Lora is completely awesomesauce. Even when she doesn’t know what she’s doing, she’s still kicking ass and taking names.

Yes, she has low moments, and sad moments, and times when she gets overwhelmed, but she picks herself back up. She doesn’t wait to be rescued. She also goes off in the complete wrong direction a few times, but she keeps moving forward. Or occasionally ass-backward. But moving.

This is urban fantasy rather than paranormal romance. However, there is what feels like an obligatory romantic triangle in here, and I kind of wish it had been played down even more than it was. It feels like there’s going to be a showdown at some point, but I wish that the romance wasn’t tied into it. Or that the triangular aspects of the romance weren’t tied into it. Not every urban fantasy needs a romantic triangle. There is more than enough tension building in Lora’s life without one.

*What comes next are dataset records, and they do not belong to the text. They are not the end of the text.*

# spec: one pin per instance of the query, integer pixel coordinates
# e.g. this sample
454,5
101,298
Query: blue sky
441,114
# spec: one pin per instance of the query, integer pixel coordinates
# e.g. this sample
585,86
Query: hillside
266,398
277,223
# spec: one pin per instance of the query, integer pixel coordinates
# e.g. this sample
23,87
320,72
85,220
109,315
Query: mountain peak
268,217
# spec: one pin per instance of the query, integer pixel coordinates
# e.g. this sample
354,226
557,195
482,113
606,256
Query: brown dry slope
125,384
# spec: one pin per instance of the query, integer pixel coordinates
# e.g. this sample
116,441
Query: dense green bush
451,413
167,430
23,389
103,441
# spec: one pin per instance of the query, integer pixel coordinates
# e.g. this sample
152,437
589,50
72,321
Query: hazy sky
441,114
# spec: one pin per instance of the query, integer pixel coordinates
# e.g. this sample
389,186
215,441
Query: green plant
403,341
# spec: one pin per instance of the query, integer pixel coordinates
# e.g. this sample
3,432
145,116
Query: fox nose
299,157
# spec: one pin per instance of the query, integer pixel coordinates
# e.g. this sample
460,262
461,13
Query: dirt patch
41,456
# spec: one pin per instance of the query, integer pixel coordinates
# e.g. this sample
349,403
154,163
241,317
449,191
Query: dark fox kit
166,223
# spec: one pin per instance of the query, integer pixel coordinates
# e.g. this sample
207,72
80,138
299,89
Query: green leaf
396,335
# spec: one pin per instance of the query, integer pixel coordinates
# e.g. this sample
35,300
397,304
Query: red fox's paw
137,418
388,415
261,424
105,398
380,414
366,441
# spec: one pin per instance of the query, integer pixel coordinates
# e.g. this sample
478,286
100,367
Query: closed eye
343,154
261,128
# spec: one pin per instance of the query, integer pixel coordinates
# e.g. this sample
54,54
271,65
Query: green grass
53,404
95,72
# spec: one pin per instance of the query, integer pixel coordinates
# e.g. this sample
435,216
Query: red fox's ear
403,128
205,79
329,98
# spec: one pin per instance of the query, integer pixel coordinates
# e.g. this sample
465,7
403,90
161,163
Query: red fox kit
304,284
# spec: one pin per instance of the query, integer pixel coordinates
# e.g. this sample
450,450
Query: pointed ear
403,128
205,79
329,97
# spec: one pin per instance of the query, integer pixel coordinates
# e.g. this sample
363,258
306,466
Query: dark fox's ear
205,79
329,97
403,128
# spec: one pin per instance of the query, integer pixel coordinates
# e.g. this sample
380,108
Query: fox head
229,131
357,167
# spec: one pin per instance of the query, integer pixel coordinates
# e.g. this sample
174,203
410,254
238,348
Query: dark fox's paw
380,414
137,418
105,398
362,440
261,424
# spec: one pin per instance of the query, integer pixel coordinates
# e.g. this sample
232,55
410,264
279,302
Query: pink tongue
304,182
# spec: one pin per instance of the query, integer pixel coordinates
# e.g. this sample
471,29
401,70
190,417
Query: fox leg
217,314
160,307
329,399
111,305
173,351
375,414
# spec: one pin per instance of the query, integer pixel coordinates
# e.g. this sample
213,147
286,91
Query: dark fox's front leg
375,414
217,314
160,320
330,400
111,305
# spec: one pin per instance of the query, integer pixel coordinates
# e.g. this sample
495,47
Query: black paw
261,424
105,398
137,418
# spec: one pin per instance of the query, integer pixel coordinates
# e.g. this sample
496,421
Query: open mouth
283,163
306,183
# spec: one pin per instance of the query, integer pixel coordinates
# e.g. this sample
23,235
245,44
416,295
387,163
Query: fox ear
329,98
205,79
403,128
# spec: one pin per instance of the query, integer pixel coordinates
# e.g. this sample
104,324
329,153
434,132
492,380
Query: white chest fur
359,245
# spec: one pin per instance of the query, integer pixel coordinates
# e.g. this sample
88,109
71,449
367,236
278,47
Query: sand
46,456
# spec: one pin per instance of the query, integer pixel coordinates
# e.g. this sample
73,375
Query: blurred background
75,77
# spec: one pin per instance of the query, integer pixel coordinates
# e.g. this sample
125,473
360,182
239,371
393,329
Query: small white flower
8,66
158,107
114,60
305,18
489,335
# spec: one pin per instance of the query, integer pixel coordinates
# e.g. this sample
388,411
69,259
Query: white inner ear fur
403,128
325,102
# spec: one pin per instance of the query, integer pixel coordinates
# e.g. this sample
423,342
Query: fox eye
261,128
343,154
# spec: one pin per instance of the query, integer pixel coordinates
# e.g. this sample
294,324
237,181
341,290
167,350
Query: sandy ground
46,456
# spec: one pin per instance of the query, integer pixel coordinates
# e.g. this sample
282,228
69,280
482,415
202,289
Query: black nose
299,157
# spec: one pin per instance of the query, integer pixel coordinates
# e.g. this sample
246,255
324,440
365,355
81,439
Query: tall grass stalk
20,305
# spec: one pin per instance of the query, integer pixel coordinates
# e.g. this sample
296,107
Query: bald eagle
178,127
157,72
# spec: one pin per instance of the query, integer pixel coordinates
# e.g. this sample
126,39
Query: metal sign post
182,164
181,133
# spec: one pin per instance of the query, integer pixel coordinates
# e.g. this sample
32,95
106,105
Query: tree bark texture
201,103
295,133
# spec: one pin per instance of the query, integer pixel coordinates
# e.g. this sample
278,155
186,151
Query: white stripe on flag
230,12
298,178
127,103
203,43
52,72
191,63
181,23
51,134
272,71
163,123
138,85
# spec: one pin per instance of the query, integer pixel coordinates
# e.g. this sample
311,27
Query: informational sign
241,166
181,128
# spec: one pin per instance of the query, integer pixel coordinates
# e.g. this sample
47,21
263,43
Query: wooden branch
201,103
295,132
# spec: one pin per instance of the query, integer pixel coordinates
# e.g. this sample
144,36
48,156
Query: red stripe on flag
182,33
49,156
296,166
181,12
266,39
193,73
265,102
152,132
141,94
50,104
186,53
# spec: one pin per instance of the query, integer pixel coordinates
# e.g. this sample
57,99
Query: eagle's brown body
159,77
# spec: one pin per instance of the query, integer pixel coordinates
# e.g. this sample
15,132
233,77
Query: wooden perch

But, about the two “gentlemen” and their history, outside the nascent romance? Seth Hallow is ex-hellspawn, and he seems to have been in the Applecross and the Outlands since he got his ejection notice, a looooong time ago. Lora (and this reader) would love to know how many fingers he’s had in how many pies since the dawn of time. He’s been a busy boy.

Her other suitor is the nephilim, Roman. He’s probably been around a few decades, or maybe centuries, too. There’s serious history waiting to be explored.

But the story is all about Lora. Where did she come from? It’s more than obvious that Gideon and Orella are keeping secrets about her origins. (So is Seth) Every time Lora finds out more, it’s because one of those secrets has just bitten her in the ass.

I would love to know why the cover picture is the guy in torment? The Chronicles of the Applecross are absolutely Lora’s story from beginning to end. And it’s one hell of an absorbing story! I hope we get some more soon, because while this installment came to a definite conclusion, Lora’s journey is far from over.